The best approximation pair problem relative to two subsets in a normed space

TL;DR

This paper extends the best approximation pair problem to general normed spaces and non-convex sets, providing new conditions for existence and uniqueness, and broadening its scope across scientific fields.

Contribution

It introduces geometric conditions for the existence and uniqueness of BAP solutions in general normed spaces with non-convex sets, expanding previous results.

Findings

Several sufficient geometric conditions for BAP uniqueness.

Many conditions for the existence of a BAP.

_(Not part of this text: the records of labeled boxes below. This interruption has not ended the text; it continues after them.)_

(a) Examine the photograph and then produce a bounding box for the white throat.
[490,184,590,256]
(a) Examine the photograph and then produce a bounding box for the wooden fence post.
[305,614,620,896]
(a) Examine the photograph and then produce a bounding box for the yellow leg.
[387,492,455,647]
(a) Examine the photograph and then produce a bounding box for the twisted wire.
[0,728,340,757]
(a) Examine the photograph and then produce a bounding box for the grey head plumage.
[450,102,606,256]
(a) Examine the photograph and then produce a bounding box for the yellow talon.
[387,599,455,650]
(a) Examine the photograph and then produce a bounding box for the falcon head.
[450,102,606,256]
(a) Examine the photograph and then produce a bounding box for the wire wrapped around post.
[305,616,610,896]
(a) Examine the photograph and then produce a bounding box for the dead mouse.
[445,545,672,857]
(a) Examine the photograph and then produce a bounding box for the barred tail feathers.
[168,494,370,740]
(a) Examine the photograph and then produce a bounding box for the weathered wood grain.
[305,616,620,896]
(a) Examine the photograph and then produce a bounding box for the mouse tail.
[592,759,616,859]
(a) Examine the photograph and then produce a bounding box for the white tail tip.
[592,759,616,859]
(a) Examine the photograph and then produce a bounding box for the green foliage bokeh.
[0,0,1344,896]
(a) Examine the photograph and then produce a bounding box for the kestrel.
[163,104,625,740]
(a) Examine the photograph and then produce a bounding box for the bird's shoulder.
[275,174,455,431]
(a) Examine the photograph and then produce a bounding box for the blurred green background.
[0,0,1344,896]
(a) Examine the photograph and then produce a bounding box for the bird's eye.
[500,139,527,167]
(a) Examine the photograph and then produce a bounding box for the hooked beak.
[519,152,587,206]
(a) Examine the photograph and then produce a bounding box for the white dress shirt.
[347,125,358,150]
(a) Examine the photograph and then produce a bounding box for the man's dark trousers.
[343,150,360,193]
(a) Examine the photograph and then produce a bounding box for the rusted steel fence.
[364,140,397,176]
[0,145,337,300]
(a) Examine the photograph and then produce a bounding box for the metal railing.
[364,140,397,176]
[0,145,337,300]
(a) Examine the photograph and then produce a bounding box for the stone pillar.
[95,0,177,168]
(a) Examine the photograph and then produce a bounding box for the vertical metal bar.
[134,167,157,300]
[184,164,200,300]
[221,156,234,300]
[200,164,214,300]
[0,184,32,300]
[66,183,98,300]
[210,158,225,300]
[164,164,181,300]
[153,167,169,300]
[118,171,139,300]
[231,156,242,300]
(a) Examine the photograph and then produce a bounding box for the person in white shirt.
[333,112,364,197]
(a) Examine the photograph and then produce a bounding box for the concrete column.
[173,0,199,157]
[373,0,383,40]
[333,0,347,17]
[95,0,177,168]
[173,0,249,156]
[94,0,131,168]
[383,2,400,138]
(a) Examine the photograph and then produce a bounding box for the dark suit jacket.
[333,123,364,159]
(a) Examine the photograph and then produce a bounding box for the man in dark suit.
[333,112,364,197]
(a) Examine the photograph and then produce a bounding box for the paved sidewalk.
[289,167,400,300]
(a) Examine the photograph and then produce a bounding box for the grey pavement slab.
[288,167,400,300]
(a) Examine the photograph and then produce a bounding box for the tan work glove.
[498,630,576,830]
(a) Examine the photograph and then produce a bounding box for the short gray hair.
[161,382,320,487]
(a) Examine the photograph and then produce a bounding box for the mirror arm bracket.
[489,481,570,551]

Extension of algorithms to broader settings.

Abstract

In the classical best approximation pair (BAP) problem, one is given two nonempty, closed, convex and disjoint subsets in a finite- or an infinite-dimensional Hilbert space, and the goal is to find a pair of points, each from each subset, which realizes the distance between the subsets. We discuss the problem in more general normed spaces and with possibly non-convex subsets, and focus our attention on the issues of uniqueness and existence of the solution to the problem. As far as we know, these fundamental issues have not received much attention. We present several sufficient geometric conditions for the (at most) uniqueness of a BAP. These conditions are related to the structure and the relative orientation of the boundaries of the subsets and to the norm. We also present many sufficient conditions for the existence of a BAP. Our results significantly extend the horizon of a recent algorithm for solving the BAP problem [Censor, Mansour, Reem, J. Approx. Theory (2024)]. The paper also shows, perhaps for the first time, how wide is the scope of the BAP problem in terms of the scientific communities which are involved in it (frequently independently) and in terms of its applications.